Following a trend for enhancing bio‐based content in polyurethane coatings in parallel with better performance, isocyanates (i.e., 1,5‐pentamethylene‐diisocyanate trimer (PDI; partially bio‐based), 1,6‐hexamethylene diisocyanate trimer (HDI; fossil‐based), and a partially bio‐based reactive diluent) were blended and crosslinked with a branched fatty‐acid‐based polyol. The intrinsic properties such as viscosity, reactivity, and thermo‐mechanical properties of PDI‐based and HDI‐based polyurethanes were compared with microhardness, scratching resistance, gloss, hydrophobicity, and abrasive wear of the coatings. The PDI‐based formulations exhibited higher viscosity, enhanced reactivity, and better compatibility with the reactive diluent, resulting in superior processing.

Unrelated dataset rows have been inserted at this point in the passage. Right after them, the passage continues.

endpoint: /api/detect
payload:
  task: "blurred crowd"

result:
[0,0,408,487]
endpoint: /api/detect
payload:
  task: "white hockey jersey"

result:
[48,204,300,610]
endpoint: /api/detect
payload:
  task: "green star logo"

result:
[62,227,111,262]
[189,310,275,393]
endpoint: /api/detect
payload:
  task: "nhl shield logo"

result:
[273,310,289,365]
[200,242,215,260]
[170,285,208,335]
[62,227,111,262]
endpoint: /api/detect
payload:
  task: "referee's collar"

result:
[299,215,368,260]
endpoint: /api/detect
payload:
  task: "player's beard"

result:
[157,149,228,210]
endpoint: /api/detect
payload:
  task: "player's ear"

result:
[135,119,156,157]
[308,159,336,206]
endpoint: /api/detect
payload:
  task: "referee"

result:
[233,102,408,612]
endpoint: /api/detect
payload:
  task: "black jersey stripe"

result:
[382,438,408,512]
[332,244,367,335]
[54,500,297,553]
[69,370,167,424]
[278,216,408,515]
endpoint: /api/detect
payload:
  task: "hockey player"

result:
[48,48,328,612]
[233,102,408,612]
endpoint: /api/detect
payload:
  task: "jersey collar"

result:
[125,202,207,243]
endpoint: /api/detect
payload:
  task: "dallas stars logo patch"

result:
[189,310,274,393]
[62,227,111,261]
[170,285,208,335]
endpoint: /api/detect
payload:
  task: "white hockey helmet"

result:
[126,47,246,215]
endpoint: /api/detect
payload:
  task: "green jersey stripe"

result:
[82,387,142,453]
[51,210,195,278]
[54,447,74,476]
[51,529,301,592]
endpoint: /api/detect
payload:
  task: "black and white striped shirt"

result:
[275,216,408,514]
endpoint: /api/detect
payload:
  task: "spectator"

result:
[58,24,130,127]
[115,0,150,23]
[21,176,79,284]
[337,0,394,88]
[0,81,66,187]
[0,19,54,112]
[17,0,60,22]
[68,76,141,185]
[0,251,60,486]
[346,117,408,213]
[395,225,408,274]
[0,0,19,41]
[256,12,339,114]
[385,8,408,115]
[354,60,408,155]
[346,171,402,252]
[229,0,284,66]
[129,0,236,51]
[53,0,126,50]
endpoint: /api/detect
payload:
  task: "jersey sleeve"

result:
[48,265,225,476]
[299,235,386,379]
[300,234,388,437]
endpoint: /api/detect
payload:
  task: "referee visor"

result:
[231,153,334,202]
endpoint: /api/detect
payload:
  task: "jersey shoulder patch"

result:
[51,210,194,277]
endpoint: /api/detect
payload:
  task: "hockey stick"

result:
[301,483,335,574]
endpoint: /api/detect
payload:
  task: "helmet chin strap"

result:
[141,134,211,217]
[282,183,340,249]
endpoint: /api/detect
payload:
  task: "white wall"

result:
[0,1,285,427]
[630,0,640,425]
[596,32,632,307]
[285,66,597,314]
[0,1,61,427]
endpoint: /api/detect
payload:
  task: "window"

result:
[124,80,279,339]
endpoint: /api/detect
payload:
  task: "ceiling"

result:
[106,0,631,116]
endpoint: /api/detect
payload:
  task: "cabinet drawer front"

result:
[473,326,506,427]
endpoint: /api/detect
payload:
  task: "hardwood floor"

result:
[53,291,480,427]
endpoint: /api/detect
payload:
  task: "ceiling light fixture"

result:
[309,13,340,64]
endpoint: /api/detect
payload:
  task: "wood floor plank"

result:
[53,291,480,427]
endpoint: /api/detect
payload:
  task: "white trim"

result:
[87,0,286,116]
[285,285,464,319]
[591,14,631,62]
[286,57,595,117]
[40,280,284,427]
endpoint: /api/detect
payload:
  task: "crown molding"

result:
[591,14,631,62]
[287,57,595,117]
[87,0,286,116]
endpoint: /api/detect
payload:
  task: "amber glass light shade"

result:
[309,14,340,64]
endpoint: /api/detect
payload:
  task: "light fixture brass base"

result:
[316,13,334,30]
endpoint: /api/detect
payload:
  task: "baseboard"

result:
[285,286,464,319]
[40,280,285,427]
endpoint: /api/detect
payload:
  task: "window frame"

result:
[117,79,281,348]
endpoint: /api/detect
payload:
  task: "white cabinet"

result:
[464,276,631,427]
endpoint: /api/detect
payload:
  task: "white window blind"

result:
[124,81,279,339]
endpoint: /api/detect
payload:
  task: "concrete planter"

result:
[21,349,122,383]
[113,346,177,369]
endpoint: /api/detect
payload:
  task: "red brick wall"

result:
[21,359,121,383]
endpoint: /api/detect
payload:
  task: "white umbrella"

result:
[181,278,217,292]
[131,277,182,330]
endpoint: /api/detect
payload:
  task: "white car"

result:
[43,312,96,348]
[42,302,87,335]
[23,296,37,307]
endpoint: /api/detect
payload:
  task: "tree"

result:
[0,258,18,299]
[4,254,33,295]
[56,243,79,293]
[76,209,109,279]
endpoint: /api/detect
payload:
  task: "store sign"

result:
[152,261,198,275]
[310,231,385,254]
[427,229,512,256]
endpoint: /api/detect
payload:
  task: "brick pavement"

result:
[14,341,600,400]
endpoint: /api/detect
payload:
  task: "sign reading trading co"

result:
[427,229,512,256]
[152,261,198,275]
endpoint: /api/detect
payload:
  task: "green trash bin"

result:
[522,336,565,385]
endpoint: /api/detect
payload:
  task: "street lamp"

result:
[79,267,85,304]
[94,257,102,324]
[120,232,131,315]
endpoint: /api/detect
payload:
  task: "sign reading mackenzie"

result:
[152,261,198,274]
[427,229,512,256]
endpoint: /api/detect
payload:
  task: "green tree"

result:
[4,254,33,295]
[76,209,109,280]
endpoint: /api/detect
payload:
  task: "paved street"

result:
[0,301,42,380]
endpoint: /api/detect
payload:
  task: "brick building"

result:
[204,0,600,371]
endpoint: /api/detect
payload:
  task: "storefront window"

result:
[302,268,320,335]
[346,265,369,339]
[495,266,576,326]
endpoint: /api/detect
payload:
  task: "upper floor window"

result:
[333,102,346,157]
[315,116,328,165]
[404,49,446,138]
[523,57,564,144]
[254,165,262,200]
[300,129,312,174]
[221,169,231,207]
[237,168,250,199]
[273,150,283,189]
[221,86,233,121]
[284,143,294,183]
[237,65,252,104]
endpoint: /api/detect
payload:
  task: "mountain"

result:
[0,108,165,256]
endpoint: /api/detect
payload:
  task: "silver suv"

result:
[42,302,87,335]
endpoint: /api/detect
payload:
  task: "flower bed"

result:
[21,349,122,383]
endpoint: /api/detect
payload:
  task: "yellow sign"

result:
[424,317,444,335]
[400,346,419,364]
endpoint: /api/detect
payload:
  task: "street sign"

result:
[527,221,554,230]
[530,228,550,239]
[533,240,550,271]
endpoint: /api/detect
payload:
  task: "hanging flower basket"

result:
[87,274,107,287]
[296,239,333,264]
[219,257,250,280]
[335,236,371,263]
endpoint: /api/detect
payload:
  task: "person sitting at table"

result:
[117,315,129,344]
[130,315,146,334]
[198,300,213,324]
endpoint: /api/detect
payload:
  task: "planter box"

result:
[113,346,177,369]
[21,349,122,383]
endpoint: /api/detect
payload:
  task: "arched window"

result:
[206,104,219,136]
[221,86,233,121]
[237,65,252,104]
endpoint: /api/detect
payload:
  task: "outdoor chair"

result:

The PDI‐based coatings possess lower thermal stability, but higher glass transition temperatures, greater storage modulus, and lower tan δ values, in parallel with a higher crosslink density. While adding a reactive diluent introduces flexibility and reduces crosslink density, the progressive weakening was less significant for PDI‐based coatings. Mechanical testing confirmed improved microhardness, hydrophobicity, gloss, and abrasive wear resistance for PDI‐based coatings. The specific wear rates were directly related to the microhardness. Scratch resistance and surface morphology analyses further demonstrated ductile behavior in PDI‐based coatings versus brittle fracture in HDI‐based systems. Based on infrared spectroscopy, free isocyanates were identified in HDI‐based coatings, and good homogeneity was detected in PDI‐based coatings.